Do you talk to your voice-enabled devices and prefer voice search over typing to find information online? Voice control technologies led by industry heavyweights like Amazon Alexa, Apple’s Siri, and Google Assistant have enjoyed a rapid rise in recent years. People like them because they allow for authentic, natural interactions and are instinctive.
Voice tech is also the gateway to intuitive metaverse experiences.
Voice tech makes the two driving forces of the metaverse – VR and AR- more convenient
Think about how most of today’s VR headsets function. Users need VR controllers to interact with the environment, move around, and navigate. You can grab and push virtual objects with the help of these controllers, which are joystick-like devices. However, because they’re handheld, they restrict the possible use cases, such as working in a workplace metaverse where using your hands is an absolute necessity. On the other hand, voice commands let users control and navigate virtual worlds hands-free.
Voice-based commands can also boost the convenience of AR experiences – regardless of whether they work via smartphones or smart glasses. In most instances, using our voice is more comfortable than writing long texts.
Voice and speech recognition tech will shape the future metaverse
Two related technologies will be decisive in the future of a voice-commanded metaverse: speech recognition and voice recognition.
Speech recognition uses natural language processing and machine learning technologies to recognize the human language. It essentially helps to understand the exact words the speaker uses. The common use cases are real-time automatic translations, captions, and direct voice commands. It can be applied, for instance, in metaverse games so that players can give voice commands while simultaneously controlling the game with their hands.

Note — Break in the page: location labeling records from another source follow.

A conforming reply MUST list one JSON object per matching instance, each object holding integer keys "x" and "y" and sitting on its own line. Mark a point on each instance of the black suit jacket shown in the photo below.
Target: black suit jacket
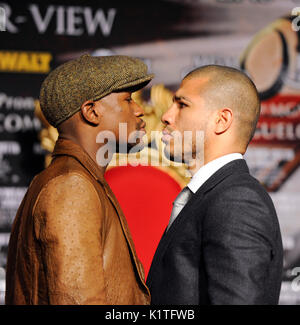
{"x": 223, "y": 248}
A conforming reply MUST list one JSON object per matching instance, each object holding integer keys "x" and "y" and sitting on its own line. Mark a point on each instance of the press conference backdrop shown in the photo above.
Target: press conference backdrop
{"x": 172, "y": 37}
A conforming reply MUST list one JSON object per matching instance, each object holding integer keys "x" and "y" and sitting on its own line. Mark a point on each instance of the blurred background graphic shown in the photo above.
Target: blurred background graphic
{"x": 260, "y": 37}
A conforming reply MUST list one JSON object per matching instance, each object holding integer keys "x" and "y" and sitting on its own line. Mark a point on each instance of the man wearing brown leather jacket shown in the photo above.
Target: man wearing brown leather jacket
{"x": 70, "y": 242}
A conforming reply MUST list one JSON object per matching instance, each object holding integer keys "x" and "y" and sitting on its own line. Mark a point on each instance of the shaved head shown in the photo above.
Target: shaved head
{"x": 225, "y": 87}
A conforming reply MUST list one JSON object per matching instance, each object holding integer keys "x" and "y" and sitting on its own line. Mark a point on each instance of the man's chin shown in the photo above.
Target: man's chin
{"x": 171, "y": 156}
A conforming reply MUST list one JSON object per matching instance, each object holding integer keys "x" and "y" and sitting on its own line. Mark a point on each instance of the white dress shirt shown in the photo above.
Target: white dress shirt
{"x": 206, "y": 171}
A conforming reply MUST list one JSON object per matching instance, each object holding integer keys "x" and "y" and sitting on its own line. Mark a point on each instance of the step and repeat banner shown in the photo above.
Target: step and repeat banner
{"x": 260, "y": 37}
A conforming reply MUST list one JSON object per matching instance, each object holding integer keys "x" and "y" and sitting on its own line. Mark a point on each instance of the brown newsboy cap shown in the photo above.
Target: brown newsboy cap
{"x": 68, "y": 86}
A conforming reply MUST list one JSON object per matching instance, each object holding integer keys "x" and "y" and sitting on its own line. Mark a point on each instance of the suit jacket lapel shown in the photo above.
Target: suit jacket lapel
{"x": 69, "y": 148}
{"x": 193, "y": 205}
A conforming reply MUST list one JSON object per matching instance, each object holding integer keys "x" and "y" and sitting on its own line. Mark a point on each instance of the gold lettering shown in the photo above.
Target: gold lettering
{"x": 26, "y": 62}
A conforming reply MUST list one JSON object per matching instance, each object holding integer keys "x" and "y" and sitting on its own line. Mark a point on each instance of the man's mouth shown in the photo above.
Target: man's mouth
{"x": 166, "y": 137}
{"x": 142, "y": 127}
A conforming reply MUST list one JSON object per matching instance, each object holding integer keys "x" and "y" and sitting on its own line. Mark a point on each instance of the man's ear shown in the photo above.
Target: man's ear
{"x": 90, "y": 113}
{"x": 223, "y": 120}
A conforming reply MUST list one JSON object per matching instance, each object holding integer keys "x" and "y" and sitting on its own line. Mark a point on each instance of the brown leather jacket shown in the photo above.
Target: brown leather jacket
{"x": 70, "y": 242}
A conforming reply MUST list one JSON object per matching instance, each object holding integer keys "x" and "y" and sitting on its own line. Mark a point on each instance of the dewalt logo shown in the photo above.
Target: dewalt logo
{"x": 25, "y": 62}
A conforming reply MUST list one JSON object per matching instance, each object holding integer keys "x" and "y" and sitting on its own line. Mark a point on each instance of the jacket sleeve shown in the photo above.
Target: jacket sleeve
{"x": 237, "y": 246}
{"x": 68, "y": 219}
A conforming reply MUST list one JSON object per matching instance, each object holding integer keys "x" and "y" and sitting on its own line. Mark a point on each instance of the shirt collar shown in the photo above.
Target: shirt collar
{"x": 64, "y": 147}
{"x": 206, "y": 171}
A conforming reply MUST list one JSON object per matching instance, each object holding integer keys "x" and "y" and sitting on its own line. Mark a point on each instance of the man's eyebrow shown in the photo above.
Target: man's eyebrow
{"x": 178, "y": 98}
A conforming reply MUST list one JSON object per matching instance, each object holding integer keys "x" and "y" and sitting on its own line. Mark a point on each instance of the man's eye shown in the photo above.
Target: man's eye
{"x": 181, "y": 105}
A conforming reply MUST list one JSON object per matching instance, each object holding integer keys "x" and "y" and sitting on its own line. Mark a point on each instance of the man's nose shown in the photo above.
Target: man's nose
{"x": 138, "y": 111}
{"x": 168, "y": 117}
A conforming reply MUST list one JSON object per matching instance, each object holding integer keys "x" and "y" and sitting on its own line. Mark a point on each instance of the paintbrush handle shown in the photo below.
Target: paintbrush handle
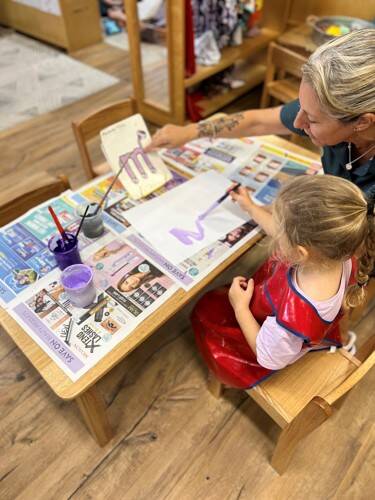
{"x": 225, "y": 195}
{"x": 58, "y": 224}
{"x": 81, "y": 223}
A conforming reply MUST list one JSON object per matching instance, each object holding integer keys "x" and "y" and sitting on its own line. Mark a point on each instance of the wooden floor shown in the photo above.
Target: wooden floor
{"x": 173, "y": 439}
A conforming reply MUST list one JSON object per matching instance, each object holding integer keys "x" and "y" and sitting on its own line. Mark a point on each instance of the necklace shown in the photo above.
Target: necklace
{"x": 349, "y": 166}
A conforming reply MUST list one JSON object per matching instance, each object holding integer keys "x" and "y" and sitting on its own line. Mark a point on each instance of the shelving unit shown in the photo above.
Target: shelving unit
{"x": 75, "y": 25}
{"x": 250, "y": 55}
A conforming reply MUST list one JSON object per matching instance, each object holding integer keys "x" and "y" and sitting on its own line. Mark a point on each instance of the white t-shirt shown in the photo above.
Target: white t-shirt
{"x": 277, "y": 347}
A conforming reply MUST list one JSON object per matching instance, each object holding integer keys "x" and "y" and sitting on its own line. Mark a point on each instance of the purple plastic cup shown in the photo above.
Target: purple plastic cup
{"x": 78, "y": 282}
{"x": 66, "y": 252}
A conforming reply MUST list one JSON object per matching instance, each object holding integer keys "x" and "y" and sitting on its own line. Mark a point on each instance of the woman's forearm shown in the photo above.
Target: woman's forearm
{"x": 249, "y": 326}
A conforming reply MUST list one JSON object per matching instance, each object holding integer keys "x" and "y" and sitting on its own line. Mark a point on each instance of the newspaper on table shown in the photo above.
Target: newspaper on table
{"x": 260, "y": 166}
{"x": 131, "y": 277}
{"x": 129, "y": 288}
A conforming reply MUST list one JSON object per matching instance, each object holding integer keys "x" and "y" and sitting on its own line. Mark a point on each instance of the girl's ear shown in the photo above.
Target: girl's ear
{"x": 303, "y": 253}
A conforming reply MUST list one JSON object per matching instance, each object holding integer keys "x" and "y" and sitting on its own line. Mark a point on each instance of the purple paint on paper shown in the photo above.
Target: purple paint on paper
{"x": 210, "y": 253}
{"x": 137, "y": 153}
{"x": 188, "y": 237}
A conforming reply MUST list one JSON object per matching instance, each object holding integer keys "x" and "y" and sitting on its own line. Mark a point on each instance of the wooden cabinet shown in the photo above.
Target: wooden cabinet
{"x": 75, "y": 26}
{"x": 250, "y": 57}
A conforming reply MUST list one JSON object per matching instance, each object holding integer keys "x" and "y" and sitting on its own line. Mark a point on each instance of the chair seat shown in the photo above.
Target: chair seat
{"x": 284, "y": 90}
{"x": 288, "y": 391}
{"x": 101, "y": 169}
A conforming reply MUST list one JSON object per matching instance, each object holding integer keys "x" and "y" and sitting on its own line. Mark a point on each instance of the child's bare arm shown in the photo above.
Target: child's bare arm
{"x": 240, "y": 294}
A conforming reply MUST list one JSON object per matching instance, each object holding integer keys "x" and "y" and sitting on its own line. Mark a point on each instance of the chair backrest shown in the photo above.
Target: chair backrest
{"x": 90, "y": 126}
{"x": 20, "y": 192}
{"x": 329, "y": 376}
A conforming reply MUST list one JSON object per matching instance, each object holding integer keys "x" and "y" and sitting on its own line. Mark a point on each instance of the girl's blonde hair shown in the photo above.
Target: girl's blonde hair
{"x": 328, "y": 216}
{"x": 342, "y": 74}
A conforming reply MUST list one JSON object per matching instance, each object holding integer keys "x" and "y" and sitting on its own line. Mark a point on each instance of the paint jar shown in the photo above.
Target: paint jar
{"x": 78, "y": 282}
{"x": 93, "y": 226}
{"x": 66, "y": 252}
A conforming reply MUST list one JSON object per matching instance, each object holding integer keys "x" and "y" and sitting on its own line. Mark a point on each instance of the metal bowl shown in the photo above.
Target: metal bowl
{"x": 319, "y": 26}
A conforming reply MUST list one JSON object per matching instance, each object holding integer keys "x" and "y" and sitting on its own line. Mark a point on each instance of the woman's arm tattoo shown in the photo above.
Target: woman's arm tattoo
{"x": 213, "y": 128}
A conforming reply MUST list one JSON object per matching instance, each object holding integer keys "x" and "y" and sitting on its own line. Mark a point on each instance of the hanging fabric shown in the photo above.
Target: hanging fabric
{"x": 218, "y": 16}
{"x": 189, "y": 40}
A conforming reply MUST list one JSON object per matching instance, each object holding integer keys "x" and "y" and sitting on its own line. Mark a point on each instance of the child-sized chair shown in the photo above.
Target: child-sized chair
{"x": 300, "y": 397}
{"x": 19, "y": 193}
{"x": 90, "y": 126}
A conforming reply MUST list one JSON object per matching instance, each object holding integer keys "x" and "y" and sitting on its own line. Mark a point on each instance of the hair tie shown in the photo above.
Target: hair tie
{"x": 370, "y": 207}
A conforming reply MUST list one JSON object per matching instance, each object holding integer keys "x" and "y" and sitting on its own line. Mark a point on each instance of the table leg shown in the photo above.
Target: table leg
{"x": 93, "y": 411}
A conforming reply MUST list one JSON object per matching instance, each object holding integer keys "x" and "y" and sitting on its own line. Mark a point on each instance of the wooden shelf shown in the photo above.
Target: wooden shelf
{"x": 230, "y": 55}
{"x": 252, "y": 74}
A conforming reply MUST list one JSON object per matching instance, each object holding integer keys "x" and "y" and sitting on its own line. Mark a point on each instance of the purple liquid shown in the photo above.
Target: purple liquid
{"x": 78, "y": 283}
{"x": 77, "y": 280}
{"x": 188, "y": 237}
{"x": 66, "y": 252}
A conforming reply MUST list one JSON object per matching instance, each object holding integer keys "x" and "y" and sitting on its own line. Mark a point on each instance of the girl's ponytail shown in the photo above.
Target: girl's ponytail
{"x": 355, "y": 294}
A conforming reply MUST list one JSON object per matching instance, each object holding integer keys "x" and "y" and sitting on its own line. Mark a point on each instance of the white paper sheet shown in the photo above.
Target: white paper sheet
{"x": 180, "y": 208}
{"x": 123, "y": 145}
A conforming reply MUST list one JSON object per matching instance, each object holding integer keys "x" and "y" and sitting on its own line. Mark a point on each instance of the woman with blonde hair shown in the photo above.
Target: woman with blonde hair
{"x": 336, "y": 109}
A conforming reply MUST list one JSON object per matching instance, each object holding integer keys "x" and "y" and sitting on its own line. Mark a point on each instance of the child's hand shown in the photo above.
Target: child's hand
{"x": 240, "y": 293}
{"x": 241, "y": 196}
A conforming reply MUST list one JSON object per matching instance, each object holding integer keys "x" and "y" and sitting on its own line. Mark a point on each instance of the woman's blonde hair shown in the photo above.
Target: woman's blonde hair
{"x": 342, "y": 73}
{"x": 328, "y": 216}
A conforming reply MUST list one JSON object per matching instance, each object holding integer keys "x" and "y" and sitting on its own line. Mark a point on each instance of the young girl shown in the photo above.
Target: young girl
{"x": 293, "y": 304}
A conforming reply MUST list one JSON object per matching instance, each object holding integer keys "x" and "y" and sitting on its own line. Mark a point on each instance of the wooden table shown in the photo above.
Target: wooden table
{"x": 84, "y": 390}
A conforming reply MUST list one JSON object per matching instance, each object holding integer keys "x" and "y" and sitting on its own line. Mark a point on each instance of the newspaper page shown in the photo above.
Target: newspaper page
{"x": 129, "y": 288}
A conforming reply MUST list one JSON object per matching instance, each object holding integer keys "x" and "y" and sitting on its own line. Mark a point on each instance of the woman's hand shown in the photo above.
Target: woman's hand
{"x": 241, "y": 196}
{"x": 240, "y": 293}
{"x": 172, "y": 136}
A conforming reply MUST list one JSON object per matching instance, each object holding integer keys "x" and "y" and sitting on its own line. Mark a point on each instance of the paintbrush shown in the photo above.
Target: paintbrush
{"x": 227, "y": 193}
{"x": 81, "y": 223}
{"x": 58, "y": 225}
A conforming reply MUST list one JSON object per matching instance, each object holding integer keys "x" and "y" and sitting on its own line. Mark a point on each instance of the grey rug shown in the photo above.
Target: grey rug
{"x": 35, "y": 79}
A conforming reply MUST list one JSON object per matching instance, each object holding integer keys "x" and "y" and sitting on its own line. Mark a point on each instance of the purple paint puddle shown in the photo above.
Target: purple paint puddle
{"x": 135, "y": 156}
{"x": 187, "y": 237}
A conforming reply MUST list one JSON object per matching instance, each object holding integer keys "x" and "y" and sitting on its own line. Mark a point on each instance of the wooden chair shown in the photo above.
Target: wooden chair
{"x": 89, "y": 127}
{"x": 300, "y": 397}
{"x": 19, "y": 193}
{"x": 283, "y": 75}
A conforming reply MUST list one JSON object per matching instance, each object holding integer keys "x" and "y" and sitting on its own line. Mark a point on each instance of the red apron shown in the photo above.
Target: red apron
{"x": 222, "y": 343}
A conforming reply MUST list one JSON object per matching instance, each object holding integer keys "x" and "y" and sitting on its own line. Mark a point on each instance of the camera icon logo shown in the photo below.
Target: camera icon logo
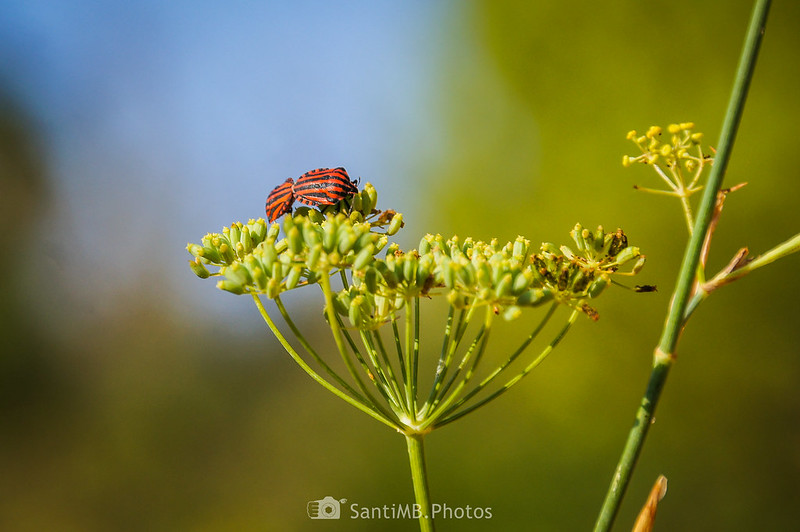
{"x": 325, "y": 508}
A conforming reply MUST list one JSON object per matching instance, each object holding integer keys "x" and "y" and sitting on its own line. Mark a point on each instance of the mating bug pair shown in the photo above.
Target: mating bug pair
{"x": 323, "y": 186}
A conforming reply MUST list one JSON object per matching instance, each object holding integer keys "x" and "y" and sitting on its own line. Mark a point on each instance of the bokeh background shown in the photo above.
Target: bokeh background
{"x": 134, "y": 396}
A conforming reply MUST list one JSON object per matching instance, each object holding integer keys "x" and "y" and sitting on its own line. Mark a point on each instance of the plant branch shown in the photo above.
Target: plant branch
{"x": 665, "y": 352}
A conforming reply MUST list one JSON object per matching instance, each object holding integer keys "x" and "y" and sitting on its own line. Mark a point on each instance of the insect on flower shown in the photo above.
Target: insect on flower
{"x": 323, "y": 186}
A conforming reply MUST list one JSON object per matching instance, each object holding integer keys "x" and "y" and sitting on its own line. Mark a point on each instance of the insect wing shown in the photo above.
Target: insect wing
{"x": 279, "y": 201}
{"x": 324, "y": 186}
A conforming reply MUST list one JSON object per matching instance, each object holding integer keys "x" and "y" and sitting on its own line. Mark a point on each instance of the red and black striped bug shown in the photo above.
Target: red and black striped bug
{"x": 279, "y": 201}
{"x": 323, "y": 186}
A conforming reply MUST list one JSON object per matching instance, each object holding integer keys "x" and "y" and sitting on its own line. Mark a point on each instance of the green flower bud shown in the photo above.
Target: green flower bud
{"x": 381, "y": 306}
{"x": 521, "y": 249}
{"x": 259, "y": 277}
{"x": 316, "y": 216}
{"x": 356, "y": 217}
{"x": 598, "y": 285}
{"x": 258, "y": 230}
{"x": 347, "y": 240}
{"x": 268, "y": 254}
{"x": 295, "y": 240}
{"x": 301, "y": 211}
{"x": 281, "y": 246}
{"x": 237, "y": 273}
{"x": 410, "y": 268}
{"x": 364, "y": 257}
{"x": 288, "y": 223}
{"x": 234, "y": 233}
{"x": 425, "y": 244}
{"x": 313, "y": 256}
{"x": 329, "y": 241}
{"x": 599, "y": 238}
{"x": 354, "y": 312}
{"x": 388, "y": 275}
{"x": 511, "y": 313}
{"x": 395, "y": 224}
{"x": 272, "y": 232}
{"x": 369, "y": 198}
{"x": 334, "y": 259}
{"x": 381, "y": 242}
{"x": 371, "y": 280}
{"x": 637, "y": 267}
{"x": 466, "y": 275}
{"x": 311, "y": 234}
{"x": 199, "y": 268}
{"x": 577, "y": 237}
{"x": 227, "y": 253}
{"x": 626, "y": 254}
{"x": 503, "y": 288}
{"x": 357, "y": 204}
{"x": 483, "y": 274}
{"x": 273, "y": 288}
{"x": 618, "y": 242}
{"x": 246, "y": 240}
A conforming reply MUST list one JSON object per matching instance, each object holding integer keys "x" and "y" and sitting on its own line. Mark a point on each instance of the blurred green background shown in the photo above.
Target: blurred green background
{"x": 136, "y": 397}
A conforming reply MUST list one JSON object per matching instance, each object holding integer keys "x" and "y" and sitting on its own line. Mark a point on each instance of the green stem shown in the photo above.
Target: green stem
{"x": 311, "y": 351}
{"x": 336, "y": 330}
{"x": 419, "y": 476}
{"x": 410, "y": 393}
{"x": 665, "y": 353}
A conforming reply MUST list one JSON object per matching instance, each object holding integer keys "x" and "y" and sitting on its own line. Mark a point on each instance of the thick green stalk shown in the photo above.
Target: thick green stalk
{"x": 419, "y": 476}
{"x": 665, "y": 353}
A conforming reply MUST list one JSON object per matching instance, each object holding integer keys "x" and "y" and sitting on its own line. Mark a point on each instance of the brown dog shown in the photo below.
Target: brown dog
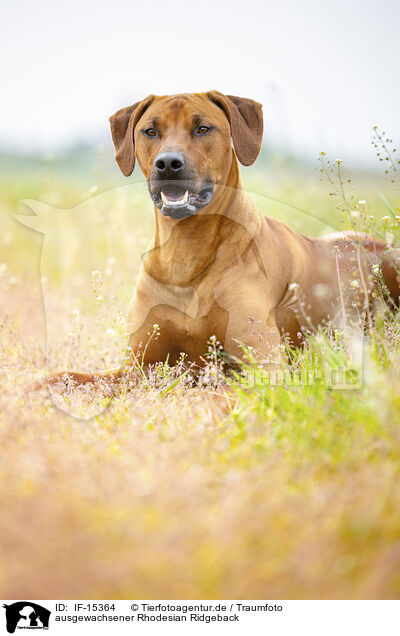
{"x": 216, "y": 265}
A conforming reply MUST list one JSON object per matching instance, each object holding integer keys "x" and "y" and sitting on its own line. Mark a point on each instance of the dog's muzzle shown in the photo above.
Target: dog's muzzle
{"x": 179, "y": 199}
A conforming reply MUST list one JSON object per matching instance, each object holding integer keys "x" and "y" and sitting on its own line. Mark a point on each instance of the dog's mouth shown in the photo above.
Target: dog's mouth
{"x": 180, "y": 199}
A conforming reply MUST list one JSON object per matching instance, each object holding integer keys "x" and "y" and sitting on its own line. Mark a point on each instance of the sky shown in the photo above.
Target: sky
{"x": 325, "y": 72}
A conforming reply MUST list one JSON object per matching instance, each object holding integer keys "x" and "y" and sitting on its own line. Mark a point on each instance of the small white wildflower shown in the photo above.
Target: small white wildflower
{"x": 389, "y": 238}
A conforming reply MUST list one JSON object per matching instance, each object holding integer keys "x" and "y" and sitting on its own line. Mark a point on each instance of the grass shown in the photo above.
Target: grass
{"x": 176, "y": 490}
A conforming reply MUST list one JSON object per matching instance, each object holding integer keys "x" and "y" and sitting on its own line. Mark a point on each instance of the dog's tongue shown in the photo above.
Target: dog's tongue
{"x": 173, "y": 192}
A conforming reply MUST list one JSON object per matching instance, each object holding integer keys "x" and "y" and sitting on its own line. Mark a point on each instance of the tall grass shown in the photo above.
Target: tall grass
{"x": 178, "y": 489}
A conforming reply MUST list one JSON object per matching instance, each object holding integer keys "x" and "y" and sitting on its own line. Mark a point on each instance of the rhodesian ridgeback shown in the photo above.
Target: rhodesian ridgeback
{"x": 216, "y": 266}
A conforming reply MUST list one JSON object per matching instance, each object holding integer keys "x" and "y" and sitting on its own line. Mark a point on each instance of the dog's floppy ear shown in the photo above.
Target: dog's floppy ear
{"x": 246, "y": 120}
{"x": 123, "y": 124}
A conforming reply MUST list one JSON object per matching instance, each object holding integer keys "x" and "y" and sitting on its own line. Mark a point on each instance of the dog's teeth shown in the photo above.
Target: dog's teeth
{"x": 174, "y": 201}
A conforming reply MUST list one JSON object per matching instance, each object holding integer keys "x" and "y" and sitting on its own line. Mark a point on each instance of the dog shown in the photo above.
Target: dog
{"x": 216, "y": 266}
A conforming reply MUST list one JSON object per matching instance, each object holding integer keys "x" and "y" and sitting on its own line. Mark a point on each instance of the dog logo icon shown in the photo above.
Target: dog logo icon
{"x": 26, "y": 615}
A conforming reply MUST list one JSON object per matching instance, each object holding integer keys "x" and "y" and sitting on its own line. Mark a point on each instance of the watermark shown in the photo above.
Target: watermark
{"x": 26, "y": 615}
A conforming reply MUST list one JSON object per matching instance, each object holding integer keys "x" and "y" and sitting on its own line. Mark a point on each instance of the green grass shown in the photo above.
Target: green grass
{"x": 177, "y": 490}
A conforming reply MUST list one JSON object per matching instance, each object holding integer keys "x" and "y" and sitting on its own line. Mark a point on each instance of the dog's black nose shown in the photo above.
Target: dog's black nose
{"x": 169, "y": 163}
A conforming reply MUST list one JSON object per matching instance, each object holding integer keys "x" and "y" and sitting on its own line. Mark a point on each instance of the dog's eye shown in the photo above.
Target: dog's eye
{"x": 203, "y": 130}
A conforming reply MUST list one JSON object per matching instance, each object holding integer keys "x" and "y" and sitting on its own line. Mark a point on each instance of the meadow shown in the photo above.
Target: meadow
{"x": 176, "y": 490}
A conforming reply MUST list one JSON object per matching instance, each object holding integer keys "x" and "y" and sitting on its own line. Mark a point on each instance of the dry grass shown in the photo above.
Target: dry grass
{"x": 270, "y": 493}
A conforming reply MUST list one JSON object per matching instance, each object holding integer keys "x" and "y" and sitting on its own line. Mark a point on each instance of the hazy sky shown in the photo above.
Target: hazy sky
{"x": 326, "y": 72}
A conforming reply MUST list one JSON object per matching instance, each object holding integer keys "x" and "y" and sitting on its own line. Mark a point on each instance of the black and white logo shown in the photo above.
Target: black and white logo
{"x": 26, "y": 615}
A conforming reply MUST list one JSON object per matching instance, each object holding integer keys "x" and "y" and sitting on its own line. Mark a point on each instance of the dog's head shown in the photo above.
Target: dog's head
{"x": 183, "y": 145}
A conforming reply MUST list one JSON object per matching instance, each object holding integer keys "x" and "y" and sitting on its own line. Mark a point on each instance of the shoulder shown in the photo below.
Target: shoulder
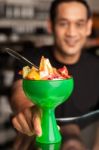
{"x": 91, "y": 59}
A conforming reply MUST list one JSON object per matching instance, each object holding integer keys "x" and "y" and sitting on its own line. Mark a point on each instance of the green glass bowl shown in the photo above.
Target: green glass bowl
{"x": 48, "y": 94}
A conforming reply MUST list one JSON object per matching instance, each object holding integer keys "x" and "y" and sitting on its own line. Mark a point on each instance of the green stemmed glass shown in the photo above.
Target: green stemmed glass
{"x": 48, "y": 94}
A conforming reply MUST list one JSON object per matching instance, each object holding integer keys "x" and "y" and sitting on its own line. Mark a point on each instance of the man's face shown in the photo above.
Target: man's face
{"x": 71, "y": 28}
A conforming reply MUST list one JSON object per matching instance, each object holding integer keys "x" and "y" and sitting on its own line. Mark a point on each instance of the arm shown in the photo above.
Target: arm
{"x": 27, "y": 116}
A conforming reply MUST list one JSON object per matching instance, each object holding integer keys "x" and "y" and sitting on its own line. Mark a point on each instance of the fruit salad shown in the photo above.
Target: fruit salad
{"x": 45, "y": 71}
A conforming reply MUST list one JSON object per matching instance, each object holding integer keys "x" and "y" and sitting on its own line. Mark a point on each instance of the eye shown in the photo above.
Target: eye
{"x": 80, "y": 24}
{"x": 63, "y": 24}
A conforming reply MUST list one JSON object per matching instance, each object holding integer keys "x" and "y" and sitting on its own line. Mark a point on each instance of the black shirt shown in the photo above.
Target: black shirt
{"x": 85, "y": 96}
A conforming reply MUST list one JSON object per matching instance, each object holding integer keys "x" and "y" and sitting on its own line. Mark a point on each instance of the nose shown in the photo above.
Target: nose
{"x": 71, "y": 31}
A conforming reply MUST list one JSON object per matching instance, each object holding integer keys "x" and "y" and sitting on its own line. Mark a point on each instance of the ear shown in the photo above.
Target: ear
{"x": 49, "y": 26}
{"x": 89, "y": 27}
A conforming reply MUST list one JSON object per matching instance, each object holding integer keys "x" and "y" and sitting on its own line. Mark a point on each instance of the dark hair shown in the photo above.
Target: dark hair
{"x": 56, "y": 3}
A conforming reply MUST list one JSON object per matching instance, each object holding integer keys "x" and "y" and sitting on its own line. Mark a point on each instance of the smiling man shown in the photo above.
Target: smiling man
{"x": 70, "y": 23}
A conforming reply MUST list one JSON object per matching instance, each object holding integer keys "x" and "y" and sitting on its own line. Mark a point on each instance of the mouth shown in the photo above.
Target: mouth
{"x": 71, "y": 42}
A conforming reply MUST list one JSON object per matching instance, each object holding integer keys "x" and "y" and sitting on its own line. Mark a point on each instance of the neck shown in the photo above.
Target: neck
{"x": 67, "y": 59}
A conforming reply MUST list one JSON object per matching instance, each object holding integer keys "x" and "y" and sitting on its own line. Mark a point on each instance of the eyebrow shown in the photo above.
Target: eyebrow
{"x": 79, "y": 20}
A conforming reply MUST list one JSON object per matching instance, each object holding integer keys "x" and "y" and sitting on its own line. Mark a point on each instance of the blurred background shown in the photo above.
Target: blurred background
{"x": 23, "y": 23}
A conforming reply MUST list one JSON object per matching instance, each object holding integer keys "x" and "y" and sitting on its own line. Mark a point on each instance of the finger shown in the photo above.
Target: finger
{"x": 28, "y": 116}
{"x": 17, "y": 125}
{"x": 24, "y": 125}
{"x": 37, "y": 125}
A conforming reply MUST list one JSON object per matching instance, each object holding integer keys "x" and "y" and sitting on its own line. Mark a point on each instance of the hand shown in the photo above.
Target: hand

Voice recognition’s purpose is to recognize the identity of the speaker. This technology doesn’t focus on the words being spoken but rather on features such as accents, dialects, and speed that characterize how a person speaks.
For example, it can help your devices recognize you. Hence the technology is mainly used for creating voice passwords for personal devices. It can also help train personal AI assistants like Siri and Alexa so that they only assist a specific person. A virtual conference where many speakers participate is a metaverse scenario in which voice recognition can be helpful. In such circumstances, it can be used to differentiate who said what.
The future metaverse will most likely rely heavily on both technologies. Consider, for example, the voice control software solution WearHF developed by Realwear. Users can integrate the software with the firm’s industry-grade headset to convert it into a hands-free device with the option of turning on/off the feature of recognizing the speaker’s voice.
Enabling voice commands opens up apps for smooth experiences.
Take, for example, metaverse shopping, where conversion rates can reach as high as 70% of the visitors, and the market size is expected to reach 800 billion by 2024.
If AR and VR creators can provide voice interactions in addition to point-and-click interactions, metaverse shopping can be safer thanks to security verification via voice. Moreover, consumers can wander around the virtual stores hands-free for a more immersive shopping experience.
Match voice-over tracks to 3D metaverse avatars to create improved facial expressions.
Voice tech is crucial for other metaverse use cases, as well. For example, we can leverage it to equip avatars with more realistic facial expressions. The leading AI and metaverse company NVIDIA is developing the application Omniverse Audio2Face. The app leverages generative AI technologies to sync voice-over audio with the animation of a 3D character. The application can be used to build realistic metaverse avatars or real-time digital assistants.